The title "Trust" points to the crucial and contested issue of public confidence in government during this period. It suggests the chapter will explore the Nixon administration's awareness of the prevailing skepticism and its multifaceted attempts to secure the trust of the American populace. This could encompass their efforts to be seen as trustworthy, as well as the underlying challenges and potential contradictions in their approach to building and maintaining that trust amidst ongoing national turmoil.

Chapter 19: If Gold Rust

Chapter 19, "If Gold Rust," likely explores the emerging concerns about the integrity of American institutions and values under the Nixon administration. It may delve into economic uncertainties, such as anxieties about inflation and the stability of the dollar, which was linked to gold at the time. Beyond economics, the chapter could also touch upon a perceived erosion of moral or ethical standards within the government, or a sense that foundational principles were being compromised for political gain. This period might have seen early indications of the kinds of actions that would later contribute to a decline in public trust.

The title "If Gold Rust" is a metaphorical proverb, suggesting a troubling state where even the most precious, seemingly incorruptible standards—represented by "gold"—are showing signs of decay or corruption ("rust"). In the context of the chapter, it likely alludes to a fear or observation that core American values, leadership integrity, or institutional soundness were becoming tarnished. The phrase implies that if such fundamental elements begin to weaken, it signals a deeper societal problem, reflecting anxiety about the nation's moral and ethical foundations.

Chapter 20: The Presidential Offensive

Chapter 20, "The Presidential Offensive," likely portrays a phase where the Nixon administration launched a series of assertive actions and policy initiatives.
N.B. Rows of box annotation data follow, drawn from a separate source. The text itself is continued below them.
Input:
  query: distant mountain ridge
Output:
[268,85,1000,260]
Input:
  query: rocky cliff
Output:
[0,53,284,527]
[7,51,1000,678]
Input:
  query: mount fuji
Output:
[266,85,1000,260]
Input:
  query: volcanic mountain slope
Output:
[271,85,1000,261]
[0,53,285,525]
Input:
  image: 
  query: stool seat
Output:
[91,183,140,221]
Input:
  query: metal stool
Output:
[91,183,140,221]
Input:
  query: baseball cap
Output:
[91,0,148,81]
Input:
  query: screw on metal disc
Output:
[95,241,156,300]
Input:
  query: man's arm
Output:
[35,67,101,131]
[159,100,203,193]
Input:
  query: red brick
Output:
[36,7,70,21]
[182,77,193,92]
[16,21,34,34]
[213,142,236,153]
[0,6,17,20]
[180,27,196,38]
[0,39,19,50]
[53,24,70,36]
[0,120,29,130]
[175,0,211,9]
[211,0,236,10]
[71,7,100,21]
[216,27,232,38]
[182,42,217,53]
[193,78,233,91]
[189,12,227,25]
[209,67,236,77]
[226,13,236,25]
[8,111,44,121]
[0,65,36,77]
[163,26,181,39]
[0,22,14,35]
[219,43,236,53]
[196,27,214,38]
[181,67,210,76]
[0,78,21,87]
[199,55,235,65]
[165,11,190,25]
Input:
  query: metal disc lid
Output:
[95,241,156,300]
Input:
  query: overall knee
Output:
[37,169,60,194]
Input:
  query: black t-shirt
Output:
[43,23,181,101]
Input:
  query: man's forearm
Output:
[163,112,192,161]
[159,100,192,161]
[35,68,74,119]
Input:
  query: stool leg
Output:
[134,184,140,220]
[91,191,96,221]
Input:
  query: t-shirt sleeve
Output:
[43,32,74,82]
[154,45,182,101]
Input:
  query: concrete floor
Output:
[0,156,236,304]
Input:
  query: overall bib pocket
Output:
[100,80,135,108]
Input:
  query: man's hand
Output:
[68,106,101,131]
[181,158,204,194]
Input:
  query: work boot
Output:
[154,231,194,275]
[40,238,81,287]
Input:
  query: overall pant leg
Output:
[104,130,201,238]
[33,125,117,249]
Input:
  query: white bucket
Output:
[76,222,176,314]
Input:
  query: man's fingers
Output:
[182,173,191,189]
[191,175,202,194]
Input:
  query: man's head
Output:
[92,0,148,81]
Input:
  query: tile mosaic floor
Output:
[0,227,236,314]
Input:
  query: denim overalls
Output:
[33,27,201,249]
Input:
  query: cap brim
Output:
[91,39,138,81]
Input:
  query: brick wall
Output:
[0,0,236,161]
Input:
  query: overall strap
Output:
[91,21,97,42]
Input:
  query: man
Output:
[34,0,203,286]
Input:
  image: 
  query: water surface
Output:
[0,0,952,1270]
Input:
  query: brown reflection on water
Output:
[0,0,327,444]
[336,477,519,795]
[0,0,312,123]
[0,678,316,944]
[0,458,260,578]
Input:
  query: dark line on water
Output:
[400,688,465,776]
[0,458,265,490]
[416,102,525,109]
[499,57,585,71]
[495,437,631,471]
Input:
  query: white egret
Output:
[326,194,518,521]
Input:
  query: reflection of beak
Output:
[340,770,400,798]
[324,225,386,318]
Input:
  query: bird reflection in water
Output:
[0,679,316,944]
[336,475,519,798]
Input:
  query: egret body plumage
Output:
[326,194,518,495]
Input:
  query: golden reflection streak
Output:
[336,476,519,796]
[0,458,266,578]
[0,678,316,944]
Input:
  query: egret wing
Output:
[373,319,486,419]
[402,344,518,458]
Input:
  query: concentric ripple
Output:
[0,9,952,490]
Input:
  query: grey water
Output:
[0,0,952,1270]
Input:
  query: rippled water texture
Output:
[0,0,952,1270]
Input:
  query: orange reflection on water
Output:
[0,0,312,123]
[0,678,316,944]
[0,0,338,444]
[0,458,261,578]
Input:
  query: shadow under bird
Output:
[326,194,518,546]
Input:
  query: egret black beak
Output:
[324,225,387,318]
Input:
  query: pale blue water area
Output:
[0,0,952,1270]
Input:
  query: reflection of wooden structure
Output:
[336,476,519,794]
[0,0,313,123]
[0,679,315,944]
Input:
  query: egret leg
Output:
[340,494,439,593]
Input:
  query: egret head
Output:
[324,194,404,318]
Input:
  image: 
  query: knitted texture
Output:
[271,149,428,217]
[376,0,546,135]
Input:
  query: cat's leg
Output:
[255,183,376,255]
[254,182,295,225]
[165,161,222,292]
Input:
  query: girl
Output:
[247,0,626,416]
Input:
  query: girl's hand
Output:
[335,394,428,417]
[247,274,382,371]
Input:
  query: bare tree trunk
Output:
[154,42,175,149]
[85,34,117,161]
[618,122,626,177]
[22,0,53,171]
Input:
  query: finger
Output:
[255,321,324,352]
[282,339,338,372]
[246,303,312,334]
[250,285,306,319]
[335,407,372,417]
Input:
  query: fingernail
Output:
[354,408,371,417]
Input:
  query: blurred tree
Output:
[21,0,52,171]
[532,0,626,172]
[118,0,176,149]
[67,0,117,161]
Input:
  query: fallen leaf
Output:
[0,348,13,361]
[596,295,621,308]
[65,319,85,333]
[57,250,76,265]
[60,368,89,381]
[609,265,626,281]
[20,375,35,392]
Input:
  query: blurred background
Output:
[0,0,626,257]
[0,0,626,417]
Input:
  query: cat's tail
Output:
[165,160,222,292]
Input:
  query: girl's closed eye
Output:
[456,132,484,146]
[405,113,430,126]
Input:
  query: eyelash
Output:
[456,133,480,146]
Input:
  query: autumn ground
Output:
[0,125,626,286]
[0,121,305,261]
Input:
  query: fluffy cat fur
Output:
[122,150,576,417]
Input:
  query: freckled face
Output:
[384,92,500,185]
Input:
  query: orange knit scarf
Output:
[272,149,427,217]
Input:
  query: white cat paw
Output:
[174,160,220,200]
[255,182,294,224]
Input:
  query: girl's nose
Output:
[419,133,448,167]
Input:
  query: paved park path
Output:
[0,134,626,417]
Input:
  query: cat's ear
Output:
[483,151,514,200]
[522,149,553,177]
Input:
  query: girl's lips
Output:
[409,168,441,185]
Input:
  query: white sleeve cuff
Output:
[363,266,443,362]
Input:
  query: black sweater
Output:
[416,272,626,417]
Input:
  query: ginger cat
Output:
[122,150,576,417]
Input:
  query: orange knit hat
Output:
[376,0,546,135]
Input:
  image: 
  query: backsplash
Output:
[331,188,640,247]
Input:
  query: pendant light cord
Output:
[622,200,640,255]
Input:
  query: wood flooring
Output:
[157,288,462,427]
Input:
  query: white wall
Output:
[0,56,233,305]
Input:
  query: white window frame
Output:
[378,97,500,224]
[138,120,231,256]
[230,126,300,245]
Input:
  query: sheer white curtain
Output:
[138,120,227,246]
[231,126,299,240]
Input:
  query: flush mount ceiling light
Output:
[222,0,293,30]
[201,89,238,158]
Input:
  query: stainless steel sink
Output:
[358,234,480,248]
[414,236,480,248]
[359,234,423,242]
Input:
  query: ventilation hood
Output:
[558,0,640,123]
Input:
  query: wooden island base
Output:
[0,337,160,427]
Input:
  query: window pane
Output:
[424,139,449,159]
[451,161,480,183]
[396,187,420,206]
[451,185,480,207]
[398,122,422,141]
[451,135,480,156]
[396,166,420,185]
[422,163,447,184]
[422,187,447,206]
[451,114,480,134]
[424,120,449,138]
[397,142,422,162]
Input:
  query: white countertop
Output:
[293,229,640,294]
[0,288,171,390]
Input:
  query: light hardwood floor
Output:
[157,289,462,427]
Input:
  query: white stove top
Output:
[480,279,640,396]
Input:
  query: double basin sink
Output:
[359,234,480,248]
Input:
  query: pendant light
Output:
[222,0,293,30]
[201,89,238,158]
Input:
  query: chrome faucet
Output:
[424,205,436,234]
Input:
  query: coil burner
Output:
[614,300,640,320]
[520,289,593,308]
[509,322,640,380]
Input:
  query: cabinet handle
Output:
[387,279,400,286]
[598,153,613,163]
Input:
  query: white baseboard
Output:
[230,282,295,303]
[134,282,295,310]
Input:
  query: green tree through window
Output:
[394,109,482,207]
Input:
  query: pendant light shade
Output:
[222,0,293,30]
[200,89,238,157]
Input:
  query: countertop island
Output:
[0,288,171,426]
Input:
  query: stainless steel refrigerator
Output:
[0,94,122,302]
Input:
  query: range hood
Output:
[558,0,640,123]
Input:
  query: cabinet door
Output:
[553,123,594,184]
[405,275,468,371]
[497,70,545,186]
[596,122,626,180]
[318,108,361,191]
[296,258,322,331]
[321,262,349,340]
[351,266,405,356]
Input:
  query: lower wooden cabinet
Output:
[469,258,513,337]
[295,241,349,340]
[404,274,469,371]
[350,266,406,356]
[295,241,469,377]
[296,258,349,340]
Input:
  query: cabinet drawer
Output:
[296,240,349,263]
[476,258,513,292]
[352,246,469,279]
This could encompass decisive moves in the Vietnam War, such as new military strategies or diplomatic efforts, alongside strong measures to address domestic issues like crime, student protests, or economic challenges. The chapter probably details President Nixon's determined efforts to take control of the national agenda, confront his political adversaries, and forcefully implement his vision for the country. It suggests a period of proactive and perhaps aggressive maneuvers aimed at consolidating his power and achieving his objectives.

The title "The Presidential Offensive" indicates a period of determined and forceful action directed by President Nixon and his administration. It suggests a shift from reacting to events to proactively shaping them, with the White House launching a concerted effort to assert its authority, push its agenda forward, and counter any opposition on multiple fronts, both domestically and in foreign policy.

Chapter 21: The Polarization

Chapter 21, "The Polarization," initiates Book III by examining the Nixon administration's strategic efforts to deepen and exploit existing societal divisions for political advantage. It likely details how President Nixon and key figures like Vice President Spiro Agnew employed divisive rhetoric to rally their base, often referred to as the "Silent Majority," by targeting anti-war demonstrators, critical media outlets, and liberal elites. This chapter would illustrate the tactics used to create an "us versus them" mentality, further polarizing the American political landscape. The administration's actions aimed to consolidate support by sharpening cultural and political fault lines.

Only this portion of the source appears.